„Kultur ist die Hefe im Teig der Gesellschaft“

26.1.2015, 17:35 Uhr
„Kultur ist die Hefe im Teig der Gesellschaft“

© Foto: Güldner

„Mit der Kultur können Sie keinen Blumentopf gewinnen!“ An diesen Ausspruch eines früheren Nürnberger SPD-Oberbürgermeisters könne sie sich noch heute erinnern. Inzwischen aber sei sie da völlig anderer Meinung. „Was wäre Nürnberg ohne seine Burg, ohne Dokumentationszentrum Reichsparteitagsgelände, ohne Dürer?“

Kultur sei überall, sie stifte Identität und ermögliche Integration, sie sei ein wichtiger Wirtschaftsfaktor, ein Tourismusmagnet, die „Hefe im Teig der Gesellschaft“, die diese zusammenhalte.

In der „Blauen Nacht“ kommen nach Aussagen Julia Lehners rund 150 000 Besucher ins Zentrum der Metropolregion. „Dabei benehmen sich die Menschen nicht wie auf einem Volksfest, sondern friedlich und zivilisiert. Da wurde noch nicht eine Handtasche gestohlen, nicht ein Verletzter gezählt.“

Diese große Kraft der Kultur werde oft unterschätzt. Der „fränkische Minderwertigkeitskomplex“ sei völlig unangebracht, erklärt die Historikerin, die ihre ersten Sprossen auf der Karriereleiter bei den Sparkassen Schwabach und Nürnberg im Bereich Öffentlichkeitsarbeit und Marketing erklommen hatte.

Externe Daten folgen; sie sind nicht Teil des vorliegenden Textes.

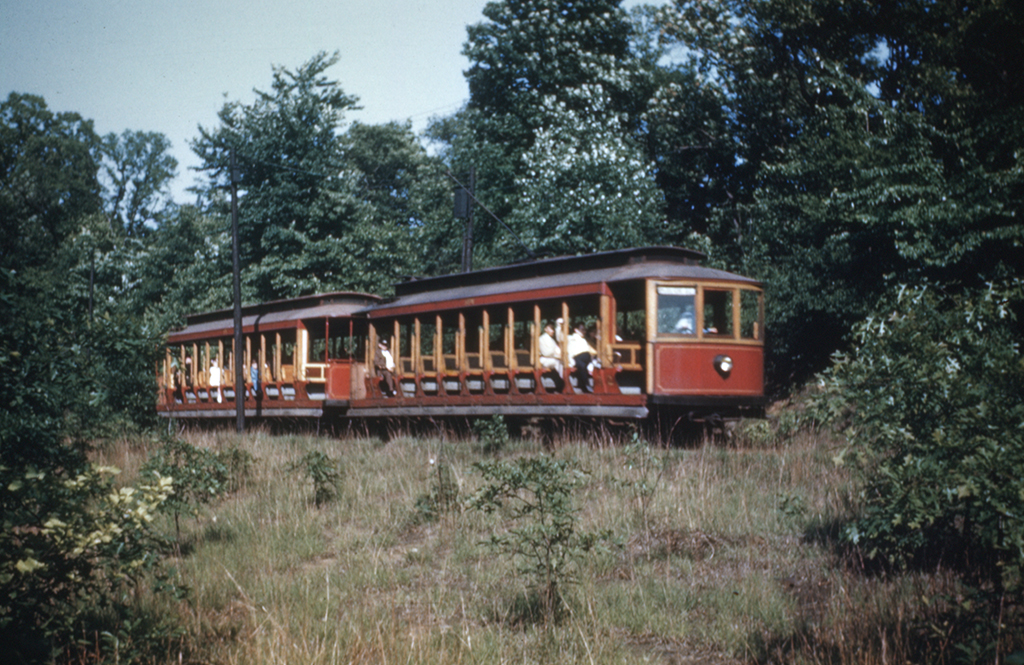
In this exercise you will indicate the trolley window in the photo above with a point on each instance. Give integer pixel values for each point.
(718, 313)
(677, 309)
(751, 325)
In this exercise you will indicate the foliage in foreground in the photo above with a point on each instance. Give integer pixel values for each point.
(537, 494)
(937, 422)
(70, 544)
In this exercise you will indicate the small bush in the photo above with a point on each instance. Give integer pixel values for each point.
(934, 412)
(442, 497)
(536, 494)
(493, 432)
(199, 476)
(324, 472)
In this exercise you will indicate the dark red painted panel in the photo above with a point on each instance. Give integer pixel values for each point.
(689, 369)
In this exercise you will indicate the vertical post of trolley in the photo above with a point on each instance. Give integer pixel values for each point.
(240, 376)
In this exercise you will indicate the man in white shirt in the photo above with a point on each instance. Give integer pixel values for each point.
(581, 352)
(551, 357)
(215, 380)
(384, 364)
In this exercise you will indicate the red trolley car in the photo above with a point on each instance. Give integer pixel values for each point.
(669, 337)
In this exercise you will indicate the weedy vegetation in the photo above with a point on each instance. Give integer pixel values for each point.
(597, 549)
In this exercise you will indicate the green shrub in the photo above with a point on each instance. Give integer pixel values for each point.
(645, 469)
(71, 544)
(199, 476)
(493, 432)
(442, 497)
(535, 494)
(323, 471)
(934, 415)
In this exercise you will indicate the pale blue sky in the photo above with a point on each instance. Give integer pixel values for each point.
(167, 66)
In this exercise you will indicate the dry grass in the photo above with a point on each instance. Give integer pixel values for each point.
(729, 559)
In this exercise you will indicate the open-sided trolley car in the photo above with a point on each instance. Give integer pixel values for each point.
(672, 338)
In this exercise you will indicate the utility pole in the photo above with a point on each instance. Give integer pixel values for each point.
(240, 370)
(464, 198)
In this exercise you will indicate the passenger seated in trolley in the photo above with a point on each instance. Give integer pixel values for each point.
(581, 352)
(551, 357)
(384, 364)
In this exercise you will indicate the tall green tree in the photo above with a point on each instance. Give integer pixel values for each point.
(872, 147)
(324, 206)
(48, 179)
(291, 169)
(554, 94)
(136, 172)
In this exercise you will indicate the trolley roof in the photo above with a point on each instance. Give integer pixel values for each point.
(565, 273)
(322, 305)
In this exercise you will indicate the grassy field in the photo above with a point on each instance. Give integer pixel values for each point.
(719, 554)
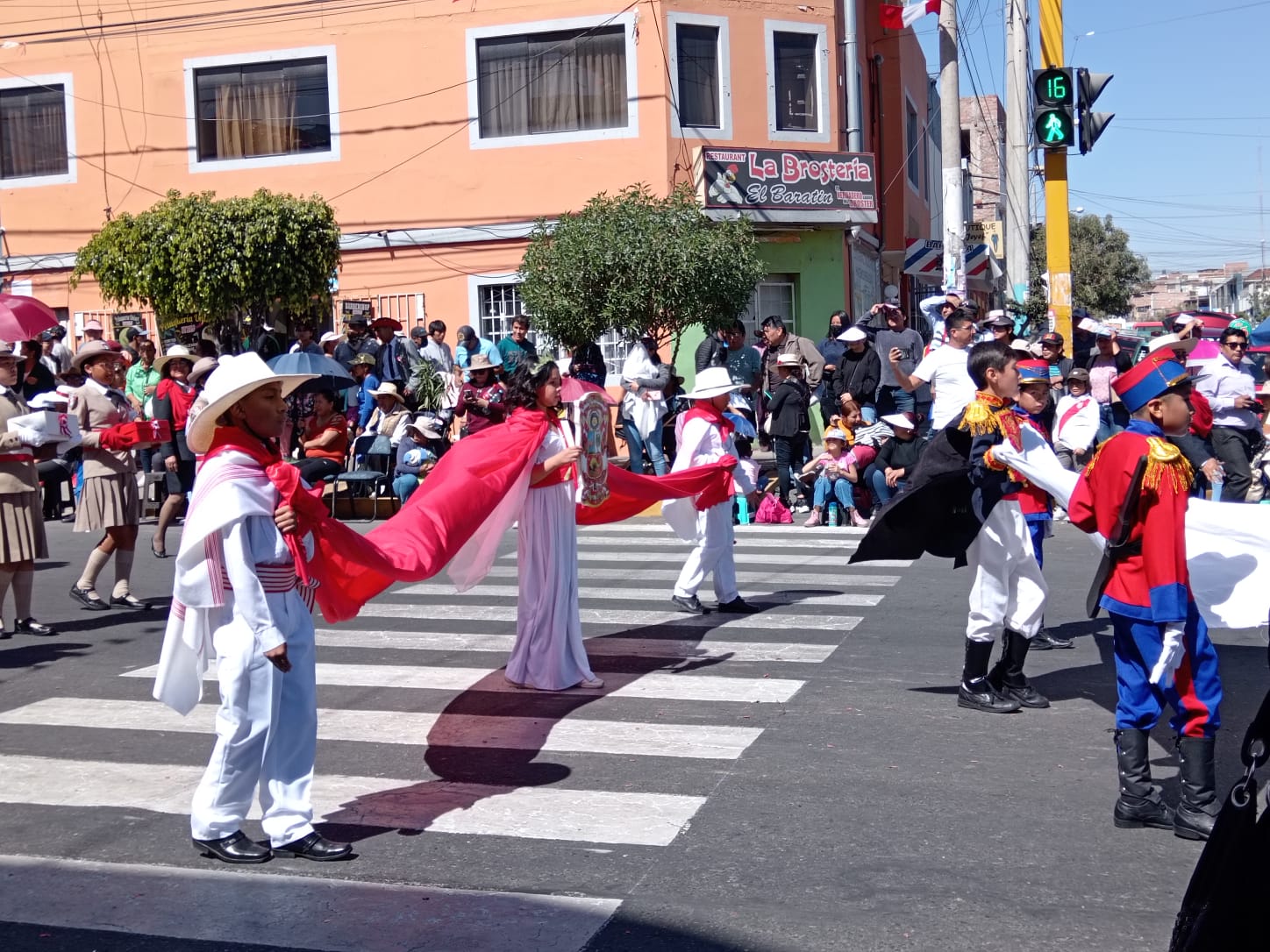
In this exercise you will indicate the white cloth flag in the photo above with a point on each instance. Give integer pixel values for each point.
(1227, 543)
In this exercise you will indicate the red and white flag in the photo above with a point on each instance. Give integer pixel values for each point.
(895, 17)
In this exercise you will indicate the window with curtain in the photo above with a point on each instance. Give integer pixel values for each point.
(33, 132)
(696, 47)
(561, 82)
(258, 110)
(794, 60)
(910, 142)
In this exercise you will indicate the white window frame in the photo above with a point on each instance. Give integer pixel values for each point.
(913, 149)
(822, 79)
(626, 20)
(262, 161)
(709, 132)
(67, 82)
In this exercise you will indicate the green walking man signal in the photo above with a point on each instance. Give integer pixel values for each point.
(1054, 121)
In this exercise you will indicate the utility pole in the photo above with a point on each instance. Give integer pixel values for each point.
(1058, 226)
(1017, 110)
(950, 139)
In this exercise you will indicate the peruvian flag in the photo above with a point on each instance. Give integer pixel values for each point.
(895, 17)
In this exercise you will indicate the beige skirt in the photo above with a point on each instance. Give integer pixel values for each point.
(107, 501)
(22, 529)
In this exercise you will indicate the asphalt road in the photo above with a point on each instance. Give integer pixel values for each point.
(816, 786)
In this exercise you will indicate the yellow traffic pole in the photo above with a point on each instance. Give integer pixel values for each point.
(1058, 226)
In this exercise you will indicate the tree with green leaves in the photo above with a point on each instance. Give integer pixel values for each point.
(1105, 271)
(639, 264)
(218, 260)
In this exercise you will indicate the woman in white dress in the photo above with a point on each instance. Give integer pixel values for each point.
(549, 654)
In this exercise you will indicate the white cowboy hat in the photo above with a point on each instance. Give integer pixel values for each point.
(1173, 342)
(713, 381)
(175, 353)
(388, 390)
(235, 377)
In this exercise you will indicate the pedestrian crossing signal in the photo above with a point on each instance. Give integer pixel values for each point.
(1054, 119)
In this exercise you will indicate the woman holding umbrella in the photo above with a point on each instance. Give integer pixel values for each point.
(22, 529)
(173, 399)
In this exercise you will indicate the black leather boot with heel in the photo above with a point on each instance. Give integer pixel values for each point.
(1139, 804)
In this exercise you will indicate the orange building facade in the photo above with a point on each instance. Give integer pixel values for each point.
(439, 132)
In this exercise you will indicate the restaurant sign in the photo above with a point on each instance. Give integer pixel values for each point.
(774, 184)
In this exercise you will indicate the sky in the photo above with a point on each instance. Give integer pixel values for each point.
(1178, 167)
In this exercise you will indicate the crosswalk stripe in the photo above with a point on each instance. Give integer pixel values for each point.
(439, 806)
(322, 914)
(754, 580)
(606, 616)
(436, 591)
(597, 646)
(646, 555)
(654, 685)
(658, 527)
(416, 728)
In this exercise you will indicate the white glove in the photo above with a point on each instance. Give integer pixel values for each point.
(1170, 657)
(30, 437)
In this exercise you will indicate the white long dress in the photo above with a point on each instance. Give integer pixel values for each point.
(549, 652)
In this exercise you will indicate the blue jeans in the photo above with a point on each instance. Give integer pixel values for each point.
(878, 480)
(839, 487)
(404, 485)
(895, 400)
(637, 444)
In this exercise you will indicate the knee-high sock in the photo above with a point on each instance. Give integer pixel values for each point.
(5, 578)
(96, 560)
(122, 572)
(23, 583)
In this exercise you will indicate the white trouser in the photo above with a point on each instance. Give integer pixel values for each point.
(266, 731)
(713, 554)
(1009, 591)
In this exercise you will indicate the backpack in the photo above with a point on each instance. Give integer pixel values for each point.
(773, 510)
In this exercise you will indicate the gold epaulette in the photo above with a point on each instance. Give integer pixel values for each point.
(1166, 465)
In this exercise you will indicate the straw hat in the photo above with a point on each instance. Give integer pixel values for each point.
(235, 377)
(175, 353)
(711, 382)
(1173, 342)
(90, 351)
(388, 390)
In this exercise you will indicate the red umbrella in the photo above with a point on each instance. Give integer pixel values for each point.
(25, 317)
(573, 388)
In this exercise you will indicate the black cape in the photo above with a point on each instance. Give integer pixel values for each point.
(934, 515)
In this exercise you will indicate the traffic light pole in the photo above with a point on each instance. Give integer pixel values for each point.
(1058, 226)
(950, 136)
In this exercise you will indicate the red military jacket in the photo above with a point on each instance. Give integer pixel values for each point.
(1151, 584)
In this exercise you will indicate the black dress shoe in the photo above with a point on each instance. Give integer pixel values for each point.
(1044, 641)
(89, 598)
(30, 626)
(691, 604)
(315, 847)
(235, 848)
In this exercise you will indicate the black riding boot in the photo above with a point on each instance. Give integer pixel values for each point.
(975, 691)
(1198, 809)
(1139, 804)
(1007, 677)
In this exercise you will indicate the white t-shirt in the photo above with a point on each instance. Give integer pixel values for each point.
(945, 371)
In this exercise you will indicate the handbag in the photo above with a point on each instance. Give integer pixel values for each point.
(1224, 901)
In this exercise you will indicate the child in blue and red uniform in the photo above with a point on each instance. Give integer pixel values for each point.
(1162, 650)
(1034, 395)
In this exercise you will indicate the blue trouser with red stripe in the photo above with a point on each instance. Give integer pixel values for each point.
(1195, 693)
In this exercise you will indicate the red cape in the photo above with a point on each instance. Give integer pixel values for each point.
(448, 508)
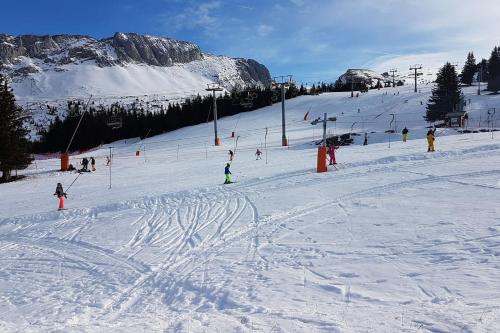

„Wenn man sich ansieht, was München und Nürnberg jeweils pro Kopf für Kunst und Kultur ausgeben, dann liegt meine Heimatstadt klar vorne.“ Was darin begründet sei, dass die ganz großen Attraktionen der Landeshauptstadt, wie die Staatsoper oder die Pinakotheken, zu fast 90 Prozent durch den Freistaat Bayern finanziert würden. „Das wird bei der Betrachtung immer vergessen. Stellen Sie sich vor, das wäre in Nürnberg auch so.“

Deshalb liegt der Honorarprofessorin an der Akademie der Bildenden Künste, „übrigens die älteste der ganzen Republik“, auch so viel daran, die Kultur allen Bürgern nahezubringen, ihnen ihre Schätze vor der eigenen Haustüre zu zeigen. „Aber den Kulturbürger gibt es nicht, sondern den Sparteninteressierten. Denn wer sich für Opern begeistern kann, der lässt das moderne Ballett links liegen. Dafür ist wohl auch die eigene Zeit zu kurz.“

Und dann schildert die berufsmäßige CSU-Stadträtin in einer tour d’horizon, in welchen Bereichen sie im vergangenen Jahrzehnt um die Verbesserung der kulturellen Infrastruktur gekämpft hat, und welche Leuchttürme auch die Nürnberger Bürger miterrichtet haben. Beim Neuen Museum für Kunst und Design, „das nicht durch hängende Schultern und bettelndes Jammern, sondern durch tatkräftiges Engagement und selbstbewusstes Auftreten in München überhaupt erst realisiert werden konnte.“

Oder in der „Kunstvilla“, die als Heimstatt freischaffender Künstler dienen solle, damit diese nach dem Studium sich nicht vom Acker machten. „Darin wird aber auch regionale Kunst gesammelt.“

Für das Publikum von Morgen

Lehner verteidigte die Opernhäuser, die notwendig seien, ebenso wie Musikhochschule oder Staatstheater. „Allerdings müssen wir aufpassen, dass wir nicht nur heute, sondern auch morgen noch Publikum haben.“ Da sei in den vergangenen Jahrzehnten einiges versäumt worden.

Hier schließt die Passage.